Ethanol is still mixed with much of the gasoline sold at gas stations, in a blend known as E10 (10 percent ethanol) which most cars can burn without any modifications. This serves two purposes: It oxygenates the gas, which reduces harmful emissions and smog, and it pumps up sales for blenders and corn growers who benefit from the subsidies arranged by their buddies in Congress. Many drivers don't know it, but one reason they tend to get lower gas mileage than the government's own estimates is the presence of ethanol, which government mileage tests don't account for.
Even Congress, however, has begun to acknowledge that government support for ethanol needs to end, as federal budget cutters raise the pressure to axe every wasteful dollar. Last year, the Senate voted to end the 45-cent-per-gallon federal subsidy on ethanol. The bill didn't make it out of Congress, but that was before this year's drought, which is raising the pressure to stop distorting the market for corn. Still, that could take a while, because subsidies for ethanol have helped it grow into a $42 billion industry that employs about 90,000 Americans, and Congress may think twice about jeopardizing anybody's job in such a weak economy.
Meanwhile, other developments are helping achieve the energy independence and lower emissions that were the original purposes of ethanol—with no unintended consequences for food prices or anything else so important. New technology has led to a sharp upturn in U.S. oil production, for one thing, making the nation more self-reliant. Hybrids, initially developed in Japan, have become mainstream, boosting mileage and therefore reducing the amount of gas burned, along with harmful emissions.

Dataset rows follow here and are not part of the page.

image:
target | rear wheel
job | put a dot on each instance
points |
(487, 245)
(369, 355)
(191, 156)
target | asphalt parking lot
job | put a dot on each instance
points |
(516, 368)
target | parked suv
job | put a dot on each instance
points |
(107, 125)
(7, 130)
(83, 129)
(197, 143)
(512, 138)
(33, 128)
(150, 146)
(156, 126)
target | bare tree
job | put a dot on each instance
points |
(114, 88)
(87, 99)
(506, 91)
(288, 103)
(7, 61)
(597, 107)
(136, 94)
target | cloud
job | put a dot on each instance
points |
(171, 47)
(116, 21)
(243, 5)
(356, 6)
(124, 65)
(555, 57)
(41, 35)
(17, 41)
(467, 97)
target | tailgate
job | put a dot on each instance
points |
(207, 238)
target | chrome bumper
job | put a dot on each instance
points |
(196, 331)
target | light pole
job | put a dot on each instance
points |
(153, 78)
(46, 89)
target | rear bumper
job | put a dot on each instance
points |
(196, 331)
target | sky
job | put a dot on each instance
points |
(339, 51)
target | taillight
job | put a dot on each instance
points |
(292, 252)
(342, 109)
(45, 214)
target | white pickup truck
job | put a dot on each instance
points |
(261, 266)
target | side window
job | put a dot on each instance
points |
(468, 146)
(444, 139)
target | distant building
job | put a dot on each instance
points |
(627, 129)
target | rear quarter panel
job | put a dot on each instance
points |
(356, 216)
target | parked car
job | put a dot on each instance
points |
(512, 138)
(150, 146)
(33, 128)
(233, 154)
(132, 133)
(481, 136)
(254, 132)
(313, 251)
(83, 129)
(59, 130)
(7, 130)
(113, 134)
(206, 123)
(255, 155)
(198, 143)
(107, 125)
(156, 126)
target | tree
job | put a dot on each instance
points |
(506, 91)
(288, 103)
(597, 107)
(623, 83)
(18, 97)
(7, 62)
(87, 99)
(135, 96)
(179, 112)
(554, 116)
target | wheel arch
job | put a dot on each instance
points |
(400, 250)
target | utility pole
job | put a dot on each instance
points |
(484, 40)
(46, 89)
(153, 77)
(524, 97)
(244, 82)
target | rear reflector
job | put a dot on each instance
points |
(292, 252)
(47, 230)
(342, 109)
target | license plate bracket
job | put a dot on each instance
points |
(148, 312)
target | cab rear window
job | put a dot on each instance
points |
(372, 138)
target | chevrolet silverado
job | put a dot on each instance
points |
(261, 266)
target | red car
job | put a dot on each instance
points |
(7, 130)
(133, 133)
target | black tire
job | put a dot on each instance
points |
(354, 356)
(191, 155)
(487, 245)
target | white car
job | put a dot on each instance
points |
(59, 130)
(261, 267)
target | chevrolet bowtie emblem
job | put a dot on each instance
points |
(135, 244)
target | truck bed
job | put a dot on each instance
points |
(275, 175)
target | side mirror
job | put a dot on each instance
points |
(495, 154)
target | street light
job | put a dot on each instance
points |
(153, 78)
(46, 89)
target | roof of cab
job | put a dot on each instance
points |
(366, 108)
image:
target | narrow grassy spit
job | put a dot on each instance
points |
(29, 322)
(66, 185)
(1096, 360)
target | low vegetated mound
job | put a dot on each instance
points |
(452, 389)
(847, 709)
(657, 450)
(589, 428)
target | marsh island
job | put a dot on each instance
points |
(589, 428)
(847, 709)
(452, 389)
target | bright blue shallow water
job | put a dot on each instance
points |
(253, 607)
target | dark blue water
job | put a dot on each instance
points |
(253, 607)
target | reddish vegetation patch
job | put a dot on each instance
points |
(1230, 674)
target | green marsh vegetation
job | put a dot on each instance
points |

Tough new requirements for fuel economy have helped too, which suggests a better way to regulate energy than to subsidize one particular form of it. Presidents Bush and Obama both sharply increased MPG requirements, with the net result being average fuel economy in 2025 that will be roughly double what it is today. That has forced automakers to pursue every type of innovation they can think of to make cars more efficient, from different types of fuel to advanced under-the-hood technology. It's working.
In that case, Washington told automakers what they needed to do, but it didn't tell them how to do it. The result will assuredly be much better than if policymakers had ordered up a fleet of vehicles powered by electricity or hydrogen or natural gas. Technology and the economy change too fast these days for Washington to react in real-time. It's far better to let the markets react to changing conditions—and even to crises—than to lock in the use of any given resource indefinitely. The misallocation of corn has proven that.